Atomistic simulation of the a0 〈1 0 0〉 binary junction formation and its unzipping in body-centered cubic iron

Abstract

Molecular dynamics simulation is used to study the formation of the a0 〈100〉 binary dislocation junction in body-centered cubic Fe. Results show that under an applied strain two intersecting ½ a0 〈111〉 dislocations, one mobile edge and one immobile screw, form an a0 〈100〉 binary junction of mixed character in the glide plane of the mobile edge dislocation. It appears, however, that the binary junction does not necessarily lay in one of the three possible {110} glide planes of the screw dislocation. The binary junction starts to unzip as the impinging edge dislocation bows around and moves away, which results in the formation of a screw dipole along its Burgers vector. The dipole eventually annihilates, completing the unzipping process of the junction, which liberates the edge dislocation. The effects of temperature and strain rate on the unzipping of the junction are quantified by the critical release stress needed to detach the edge dislocation from the screw one.

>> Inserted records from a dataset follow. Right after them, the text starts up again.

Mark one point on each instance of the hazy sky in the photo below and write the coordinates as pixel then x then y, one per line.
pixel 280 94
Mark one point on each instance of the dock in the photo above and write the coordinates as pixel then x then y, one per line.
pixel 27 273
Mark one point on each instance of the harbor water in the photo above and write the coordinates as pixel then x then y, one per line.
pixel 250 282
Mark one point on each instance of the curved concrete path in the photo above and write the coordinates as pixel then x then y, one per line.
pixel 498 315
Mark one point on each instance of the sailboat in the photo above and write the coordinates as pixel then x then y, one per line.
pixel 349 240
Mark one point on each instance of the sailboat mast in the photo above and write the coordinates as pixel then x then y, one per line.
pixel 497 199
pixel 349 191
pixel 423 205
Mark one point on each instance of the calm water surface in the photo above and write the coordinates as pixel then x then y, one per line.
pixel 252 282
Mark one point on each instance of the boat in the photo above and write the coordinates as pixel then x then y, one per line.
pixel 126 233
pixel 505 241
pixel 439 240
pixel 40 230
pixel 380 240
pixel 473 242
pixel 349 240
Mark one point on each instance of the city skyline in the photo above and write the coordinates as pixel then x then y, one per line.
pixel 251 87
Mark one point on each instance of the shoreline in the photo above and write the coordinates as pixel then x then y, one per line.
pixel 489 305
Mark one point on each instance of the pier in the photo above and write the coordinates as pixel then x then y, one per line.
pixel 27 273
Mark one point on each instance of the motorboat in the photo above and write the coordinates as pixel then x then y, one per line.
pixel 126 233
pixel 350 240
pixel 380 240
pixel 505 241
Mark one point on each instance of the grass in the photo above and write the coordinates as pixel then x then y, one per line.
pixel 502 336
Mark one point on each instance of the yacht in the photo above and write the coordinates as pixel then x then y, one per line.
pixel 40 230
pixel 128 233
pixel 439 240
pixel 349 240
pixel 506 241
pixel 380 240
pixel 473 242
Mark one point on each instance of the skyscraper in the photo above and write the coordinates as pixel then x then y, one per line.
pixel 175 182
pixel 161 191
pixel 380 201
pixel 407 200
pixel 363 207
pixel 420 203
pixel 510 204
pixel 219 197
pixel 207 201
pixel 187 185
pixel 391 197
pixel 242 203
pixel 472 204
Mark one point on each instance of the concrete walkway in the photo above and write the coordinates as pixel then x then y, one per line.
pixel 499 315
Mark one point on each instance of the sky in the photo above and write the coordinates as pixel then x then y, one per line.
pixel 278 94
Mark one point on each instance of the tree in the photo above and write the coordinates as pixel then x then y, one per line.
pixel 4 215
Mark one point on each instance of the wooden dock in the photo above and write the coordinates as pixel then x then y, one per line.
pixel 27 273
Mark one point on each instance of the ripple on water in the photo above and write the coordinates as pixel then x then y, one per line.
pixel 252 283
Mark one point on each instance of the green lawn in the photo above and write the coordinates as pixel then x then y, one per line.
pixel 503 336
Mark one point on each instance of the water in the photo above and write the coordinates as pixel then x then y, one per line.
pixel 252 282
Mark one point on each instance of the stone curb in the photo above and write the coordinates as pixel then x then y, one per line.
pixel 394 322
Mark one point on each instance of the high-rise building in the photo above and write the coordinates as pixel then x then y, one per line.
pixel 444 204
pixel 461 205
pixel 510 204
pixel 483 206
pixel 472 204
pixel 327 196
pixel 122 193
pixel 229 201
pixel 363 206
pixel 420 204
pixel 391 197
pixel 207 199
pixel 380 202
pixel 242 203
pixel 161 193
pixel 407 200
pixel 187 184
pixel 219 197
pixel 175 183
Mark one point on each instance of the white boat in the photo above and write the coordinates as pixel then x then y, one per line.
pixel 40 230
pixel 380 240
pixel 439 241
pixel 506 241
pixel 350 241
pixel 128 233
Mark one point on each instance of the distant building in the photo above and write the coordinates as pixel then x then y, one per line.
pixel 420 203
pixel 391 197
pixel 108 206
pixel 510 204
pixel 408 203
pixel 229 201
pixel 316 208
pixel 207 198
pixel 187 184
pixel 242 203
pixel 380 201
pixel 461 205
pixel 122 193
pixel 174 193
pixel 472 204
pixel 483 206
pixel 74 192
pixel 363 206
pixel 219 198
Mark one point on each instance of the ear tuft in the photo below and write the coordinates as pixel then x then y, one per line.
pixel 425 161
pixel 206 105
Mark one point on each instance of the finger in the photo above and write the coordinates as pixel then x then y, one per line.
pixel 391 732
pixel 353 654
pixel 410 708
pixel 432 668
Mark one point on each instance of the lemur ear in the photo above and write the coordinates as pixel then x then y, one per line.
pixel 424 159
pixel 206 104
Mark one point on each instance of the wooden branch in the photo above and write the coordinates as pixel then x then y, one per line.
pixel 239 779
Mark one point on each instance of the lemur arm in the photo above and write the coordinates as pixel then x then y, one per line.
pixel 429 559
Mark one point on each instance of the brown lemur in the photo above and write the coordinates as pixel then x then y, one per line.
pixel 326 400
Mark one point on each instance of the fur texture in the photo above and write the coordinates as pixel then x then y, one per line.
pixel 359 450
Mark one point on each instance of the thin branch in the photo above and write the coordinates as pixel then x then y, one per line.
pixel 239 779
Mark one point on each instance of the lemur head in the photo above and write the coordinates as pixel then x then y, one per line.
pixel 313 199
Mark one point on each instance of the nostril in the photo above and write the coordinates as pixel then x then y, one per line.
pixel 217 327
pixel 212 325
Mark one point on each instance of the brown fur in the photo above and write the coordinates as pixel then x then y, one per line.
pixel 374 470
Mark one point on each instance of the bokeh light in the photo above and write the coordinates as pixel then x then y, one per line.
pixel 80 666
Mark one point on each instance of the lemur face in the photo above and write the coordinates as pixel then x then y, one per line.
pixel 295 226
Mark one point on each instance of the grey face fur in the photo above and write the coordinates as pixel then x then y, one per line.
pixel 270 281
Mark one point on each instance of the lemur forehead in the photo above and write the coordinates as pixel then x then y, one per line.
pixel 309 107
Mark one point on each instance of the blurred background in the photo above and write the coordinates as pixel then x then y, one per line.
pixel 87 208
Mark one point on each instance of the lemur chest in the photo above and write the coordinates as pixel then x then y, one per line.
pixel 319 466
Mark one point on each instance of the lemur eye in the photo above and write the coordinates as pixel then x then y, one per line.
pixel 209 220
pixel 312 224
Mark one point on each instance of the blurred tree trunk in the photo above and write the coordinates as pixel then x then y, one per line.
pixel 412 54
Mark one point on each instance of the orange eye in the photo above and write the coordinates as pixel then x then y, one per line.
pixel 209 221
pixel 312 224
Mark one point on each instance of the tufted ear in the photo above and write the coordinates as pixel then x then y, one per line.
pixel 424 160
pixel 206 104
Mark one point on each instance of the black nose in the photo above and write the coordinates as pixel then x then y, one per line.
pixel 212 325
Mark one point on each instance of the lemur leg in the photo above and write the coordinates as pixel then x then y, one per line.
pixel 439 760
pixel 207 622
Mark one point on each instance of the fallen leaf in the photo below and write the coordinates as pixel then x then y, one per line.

The critical stress decreases when the temperature increases from 10 to 300K, whereas it increases with increasing applied strain rate, or dislocation speed. The interaction mechanism and strength of the a0 〈100〉 binary junction as an obstacle to the edge dislocation are compared to that of other types of defect, namely nanosized voids, Cu and Cr precipitates, and dislocation loops in Fe. It appears that the binary junction strength is in the lowest range, comparable to that of a coherent Cr precipitate.